BEC doesn’t speak for all residents

To the Editor:

Recently I attended the "5th Monday" board of selectmen meeting, where the focus was on the Brox issue. Members or supporters of the Brox Environmental Citizens spoke against the towns’ intention to sell the property, while several members of the general public spoke in support of the town.

One speaker, in a somewhat rambling state­ment, accused the entire BOS of essentially being corrupt and conducting backroom-style, sweet­heart deals with "the old boy network", as a normal method of conducting business. The speaker then went on to state that the BEC was not a small group as shown by the 161 or so signatures collected on a petition. If Milford’s estimated population is 15,164 people, that’s slightly more than 1 per­cent, a small amount by most definitions. I don’t mean to imply that their opinions hold less weight than anyone else’s, we’re all entitled to a say. The speaker also took offense with town employees and members of other boards expressing their own opinions on the matter, as if they’re not allowed to do so. Acting as private citizens, I believe they most certainly have that right.

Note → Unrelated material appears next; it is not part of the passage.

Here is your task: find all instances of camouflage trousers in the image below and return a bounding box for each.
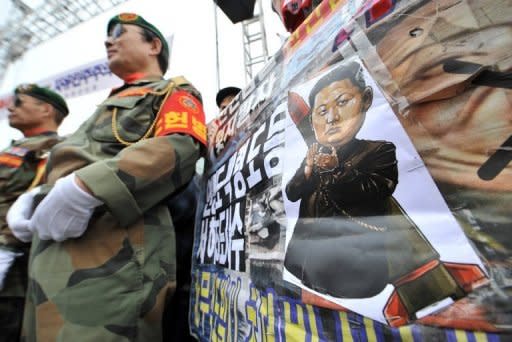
[22,207,177,341]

If the BEC had their way, Milford wouldn’t be allowed to grow any larg­er than what it currently is and in their opinion is too big already. The town itself was described as "turning into Nashua" and it was suggested that eco-tourism could save the day. If that’s a solu­tion, the "eco tourists" will be staying in the sur­rounding towns, spending their money elsewhere, while hopefully hiking or otherwise making use of the area, because in fact, short of the motel on Elm Street, there is no lodg­ing here in town. With crumbling infrastructure and a stagnant tax base, the town needs to add tax generating properties to the rolls or things will get worse. That’s not my opinion, that’s fact. Would you rather hundreds of new homes be built tak­ing even more land or to have a business come to town and move into an area that has always been slated for commercial development?

I’ve really never been one to make waves but the anti-Brox group doesn’t speak for me, I can do that just fine my­self and will be doing so more often.

Milford is a great town, but if it’s going to pros­per or even just survive, change is inevitable.